1 Example with fish data from SERS
In this example we are interested in exploring data from a specific data resource – the Swedish Electrofishing Registry - SERS (Department of Aquatic Resources, SLU Aqua). This database has 2.8 M observations starting in the 1950’s.
SBDI is a collection of many biodiversity databases. We start by searching for the data resource we are interested in by using the function pick_filter()
. This is an interactive query guiding you through the many resources available to filtering your query (data resources, spatial layers, and curated species lists).
Follow the instructions. Your choices here would have been “in3” :arrow_right: “dr10” (data resource 10 = SERS). Your variable fq_str
will now contain a string “data_resource_uid:dr10”.
Note: the function pick_filter() is temporarily disabled until it could be adapted to the new galah framework.
But we are not interested in the complete database, we only want to look at the data from the last 10 years. For this we add another filter string. Both filter strings (for data resource and for time period) will be treated as AND factors.

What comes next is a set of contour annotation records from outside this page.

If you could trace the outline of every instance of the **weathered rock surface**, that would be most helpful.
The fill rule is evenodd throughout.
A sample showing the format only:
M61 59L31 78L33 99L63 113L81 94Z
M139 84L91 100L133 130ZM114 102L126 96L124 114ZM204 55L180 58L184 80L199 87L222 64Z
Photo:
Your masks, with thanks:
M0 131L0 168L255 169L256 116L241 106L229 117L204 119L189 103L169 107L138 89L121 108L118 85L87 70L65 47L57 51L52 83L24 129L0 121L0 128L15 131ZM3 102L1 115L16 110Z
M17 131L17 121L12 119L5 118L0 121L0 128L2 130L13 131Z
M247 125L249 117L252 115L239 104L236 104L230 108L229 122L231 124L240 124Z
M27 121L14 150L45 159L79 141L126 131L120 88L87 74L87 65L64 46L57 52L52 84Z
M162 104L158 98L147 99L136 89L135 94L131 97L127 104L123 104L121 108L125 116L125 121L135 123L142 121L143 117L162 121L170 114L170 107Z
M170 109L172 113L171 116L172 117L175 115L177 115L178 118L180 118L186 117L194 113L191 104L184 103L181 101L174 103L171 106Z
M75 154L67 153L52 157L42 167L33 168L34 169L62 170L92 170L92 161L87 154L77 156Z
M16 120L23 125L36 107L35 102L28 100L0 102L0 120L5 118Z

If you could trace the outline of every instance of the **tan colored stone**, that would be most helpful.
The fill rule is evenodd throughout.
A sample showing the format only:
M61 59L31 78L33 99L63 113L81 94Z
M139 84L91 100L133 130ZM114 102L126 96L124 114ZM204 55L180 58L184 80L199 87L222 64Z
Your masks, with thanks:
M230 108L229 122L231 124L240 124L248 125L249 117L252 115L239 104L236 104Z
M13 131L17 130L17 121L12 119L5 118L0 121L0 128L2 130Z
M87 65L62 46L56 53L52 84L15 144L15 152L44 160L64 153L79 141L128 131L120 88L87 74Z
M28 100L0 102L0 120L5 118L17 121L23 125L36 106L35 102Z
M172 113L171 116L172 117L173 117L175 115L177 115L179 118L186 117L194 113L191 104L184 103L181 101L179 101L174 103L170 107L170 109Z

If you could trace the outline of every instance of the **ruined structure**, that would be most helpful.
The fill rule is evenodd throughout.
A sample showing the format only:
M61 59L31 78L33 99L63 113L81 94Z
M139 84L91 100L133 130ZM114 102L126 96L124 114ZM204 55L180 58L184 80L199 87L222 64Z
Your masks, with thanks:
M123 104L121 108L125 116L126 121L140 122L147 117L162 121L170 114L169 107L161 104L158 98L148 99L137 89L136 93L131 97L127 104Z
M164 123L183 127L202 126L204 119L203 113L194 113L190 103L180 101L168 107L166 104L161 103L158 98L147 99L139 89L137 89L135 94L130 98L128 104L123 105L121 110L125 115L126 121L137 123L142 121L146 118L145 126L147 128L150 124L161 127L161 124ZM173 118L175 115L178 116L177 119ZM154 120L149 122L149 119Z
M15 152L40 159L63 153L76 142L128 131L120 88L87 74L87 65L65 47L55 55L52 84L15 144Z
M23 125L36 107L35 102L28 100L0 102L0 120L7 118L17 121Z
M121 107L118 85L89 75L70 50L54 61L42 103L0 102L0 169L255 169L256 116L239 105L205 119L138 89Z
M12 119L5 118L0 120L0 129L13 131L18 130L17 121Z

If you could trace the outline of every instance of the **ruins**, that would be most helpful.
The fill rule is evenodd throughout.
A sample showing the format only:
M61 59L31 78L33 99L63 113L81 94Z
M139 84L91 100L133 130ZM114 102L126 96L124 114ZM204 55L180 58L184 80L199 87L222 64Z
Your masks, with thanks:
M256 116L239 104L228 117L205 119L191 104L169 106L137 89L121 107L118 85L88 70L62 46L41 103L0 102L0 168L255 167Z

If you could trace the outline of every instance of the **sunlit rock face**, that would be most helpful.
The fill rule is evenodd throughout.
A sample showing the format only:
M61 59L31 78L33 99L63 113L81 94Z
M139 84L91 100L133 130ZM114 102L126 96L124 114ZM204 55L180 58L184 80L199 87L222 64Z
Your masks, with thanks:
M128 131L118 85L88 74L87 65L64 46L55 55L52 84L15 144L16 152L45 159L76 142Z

Using the function sbdi_call()
we can now query for the observations fulfilling our filter.
xf <- sbdi_call() |>
filter(dataResourceUid == "dr10",
year >= 2014, year <= 2024) |>
atlas_occurrences()
## ---
## Source
## 1 SLU Aqua Institute of Freshwater Research Swedish Electrofishing Registry - SERS
## Freq
## 1 26907
1.1 Plotting data on a map
There are many other ways of producing spatial plots in R, for example you can quickly plot all the observations with plot()
:
data("swe_wgs84", package = "sbdi4r2", envir = environment())
plot(swe_wgs84[["Border"]]$geometry, col = "grey", border = NA)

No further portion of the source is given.